La loi concernant le E-commerce tant attendue en Algérie entre dans l’espace de service, après qu’elle soit incluse dans le numéro 28 du journal  officiel publié jeudi soir. Et qui a pour but l’organisation les opérations de commerce électronique dans le pays et d’expliquer ses apparences, après qu’elle été sans loi pour l’organiser.

Bien que la loi vient avec plusieurs contraintes qui peuvent dissuader plusieurs de foncer dans une expérience dans ce type de commerce, mais elle apporte plusieurs explications et de disciplines, qui peuvent être une perte de temps et d’argent, mais qui peuvent être supportées.

Si vous étiez en train de préparer le lancement d’un projet électronique, et que cet loi vous a perturbé, ne vous inquiétez pas. Cet article va vous remettre les idées en place. Nous allons donc vous aider à connaître les premières étapes, et de savoir vos droits et vos devoirs.

Les interdits

Dans les premiers articles, cette loi évoques les produits et les services interdits pour la vente via le E-commerce, et cela d’une manière incontestable vu leur sensibilité et la nature de la société algérienne, elles viennent donc comme suit :

  • les jeux de hasard, paris et loteries.
  • les boissons alcoolisées et tabac.
  • les produits pharmaceutiques.
  • les produits portant atteinte aux droits de propriété intellectuelle, industrielle ou commerciale.
  • tout bien ou service prohibé par la législation en vigueur.
  • tout bien ou service qui requiert un acte authentique.

Les conditions de la pratique du E-commerce

Je suppose que c’est justement ce point exact qui pousse les gens à renoncer à la pratique du E-commerce. Ces conditions sont donc très strictes et nécessite plusieurs étapes pour obtenir la certification pour la pratique de cette activité officiellement.

  • L’activité de commerce électronique est soumise à inscription, selon le cas , au registre du commerce ou au registre de l’artisanat et des métiers , et à la publication d’un site ou d’une page web hébergé en Algérie avec une extension « .com.dz ».
  • Le site web du e-fournisseur doit être muni des outils permettant son authentification.

Le gouvernement s’occupe de la création des listes comportant le nom des commerçants électroniques enregistrés dans le registre de commerce ou dans le registre de l’artisanat et des métiers, seuls les noms présents dans la liste peuvent effectuer cette activité.

Ainsi, les consommateurs doivent consulter la liste des  e-fournisseurs, cette dernière est publiée périodiquement.

  • Toute transaction de commerce électronique doit être précédée par une offre commerciale électronique et formalisée par un contrat électronique validé par le e-consommateur.
  • Le e-fournisseur doit présenter l’offre commerciale électronique de manière visible, lisible et compréhensible.

Les devoirs des e-fournisseurs

Suite à l’envoi du contrat électronique au client et de sa ratification, on passe à la vraie étape commerciale. Le e-fournisseur devient responsable sur l’arrivée de ses produits dans les délais précisés. C’est pour cela que la loi a mis en place des devoirs qui doivent être respectées.

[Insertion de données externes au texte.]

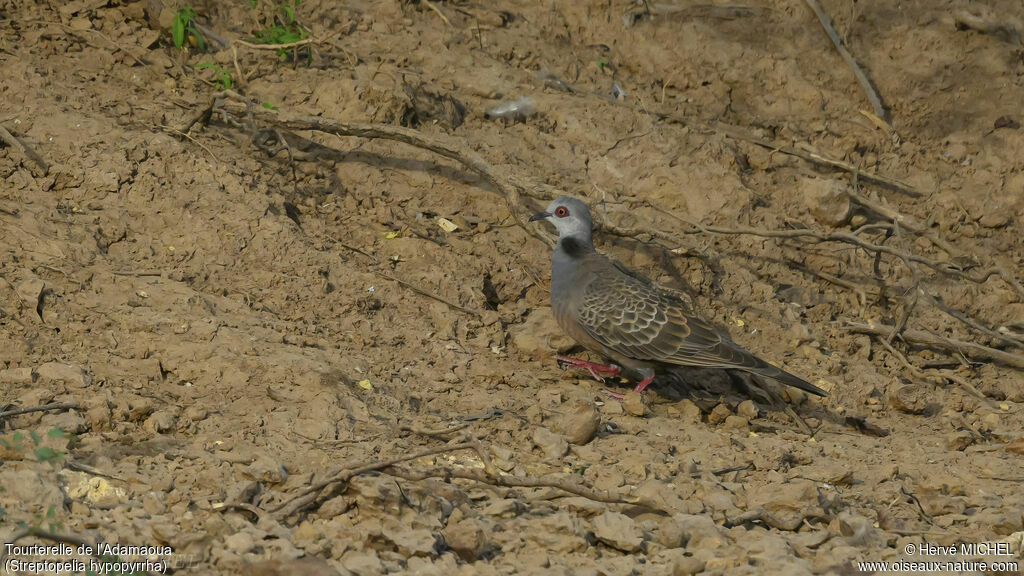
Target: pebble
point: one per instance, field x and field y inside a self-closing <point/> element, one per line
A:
<point x="719" y="414"/>
<point x="66" y="373"/>
<point x="467" y="537"/>
<point x="686" y="565"/>
<point x="908" y="399"/>
<point x="15" y="376"/>
<point x="240" y="542"/>
<point x="553" y="445"/>
<point x="266" y="469"/>
<point x="689" y="412"/>
<point x="634" y="404"/>
<point x="826" y="200"/>
<point x="735" y="422"/>
<point x="747" y="409"/>
<point x="958" y="441"/>
<point x="617" y="531"/>
<point x="160" y="422"/>
<point x="30" y="289"/>
<point x="699" y="531"/>
<point x="579" y="423"/>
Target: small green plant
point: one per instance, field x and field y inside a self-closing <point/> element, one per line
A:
<point x="42" y="453"/>
<point x="183" y="27"/>
<point x="283" y="30"/>
<point x="222" y="77"/>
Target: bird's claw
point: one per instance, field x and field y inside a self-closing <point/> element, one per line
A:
<point x="598" y="371"/>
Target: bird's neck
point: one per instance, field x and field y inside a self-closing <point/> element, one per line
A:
<point x="574" y="247"/>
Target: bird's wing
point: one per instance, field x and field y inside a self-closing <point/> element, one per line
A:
<point x="633" y="319"/>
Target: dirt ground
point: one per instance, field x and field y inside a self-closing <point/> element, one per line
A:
<point x="237" y="321"/>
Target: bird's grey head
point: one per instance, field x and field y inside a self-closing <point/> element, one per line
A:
<point x="570" y="216"/>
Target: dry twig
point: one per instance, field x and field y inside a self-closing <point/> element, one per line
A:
<point x="926" y="339"/>
<point x="872" y="96"/>
<point x="44" y="408"/>
<point x="36" y="164"/>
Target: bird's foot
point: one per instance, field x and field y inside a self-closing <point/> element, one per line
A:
<point x="643" y="383"/>
<point x="598" y="371"/>
<point x="616" y="396"/>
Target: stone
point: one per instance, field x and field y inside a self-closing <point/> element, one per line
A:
<point x="960" y="440"/>
<point x="240" y="542"/>
<point x="688" y="411"/>
<point x="634" y="404"/>
<point x="908" y="399"/>
<point x="160" y="422"/>
<point x="617" y="531"/>
<point x="826" y="200"/>
<point x="719" y="414"/>
<point x="267" y="469"/>
<point x="579" y="423"/>
<point x="686" y="565"/>
<point x="66" y="373"/>
<point x="747" y="409"/>
<point x="15" y="376"/>
<point x="29" y="290"/>
<point x="467" y="537"/>
<point x="554" y="446"/>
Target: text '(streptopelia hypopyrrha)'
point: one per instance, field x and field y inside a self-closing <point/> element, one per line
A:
<point x="610" y="311"/>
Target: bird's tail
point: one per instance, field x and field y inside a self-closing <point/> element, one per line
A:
<point x="769" y="371"/>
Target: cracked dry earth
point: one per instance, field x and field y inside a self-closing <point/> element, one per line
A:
<point x="235" y="325"/>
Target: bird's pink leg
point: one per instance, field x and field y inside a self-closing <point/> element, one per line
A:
<point x="643" y="383"/>
<point x="599" y="371"/>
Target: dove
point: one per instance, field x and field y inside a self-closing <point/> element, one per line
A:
<point x="614" y="313"/>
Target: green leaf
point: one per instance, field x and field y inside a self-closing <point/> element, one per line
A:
<point x="178" y="31"/>
<point x="44" y="453"/>
<point x="200" y="43"/>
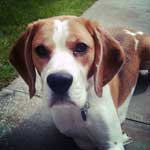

  • les spécifications détaillées des biens ou des services.
  • les conditions et modalités de livraison.
  • les conditions de garantie et de service après-vente.
  • les conditions de résiliation du contrat électronique.
  • les conditions et modalités de paiement.
  • les conditions et modalités de retour du produit.
  • les modalités de traitement des réclamations.
  • les conditions et modalités de précommande, le cas échéant.
  • les conditions et modalités particulières liées à la vente à essai, le cas échéant.
  • la durée du contrat selon le cas.

Le paiement électronique

Ce point est peut-être le plus attendu de tous, et le défit le plus important devant l’Algérie pour pousser son économie vers l’avant. Et en même c’est ce même point qui représente une contrainte pour cette loi. Jusqu’à présent on n’a pas mis en place les algorithmes nécessaires pour le paiement électroniques, à l’exception d’une minorité des grandes sociétés. De plus, la plupart des sites algériens restent non sécurisés.

  • La connexion du site web du e-fournisseur à une plate-forme de paiement électronique doit être sécurisée par un système de certification électronique.
  • Les plates-formes de paiement électronique établies et exploitées conformément à l’article 27 ci-dessus, sont soumises au contrôle de la Banque d’Algérie pour garantir qu’elles répondent aux exigences d’interopérabilité, de confidentialité, d’intégrité, d’authentification, et de sécurité des échanges de données.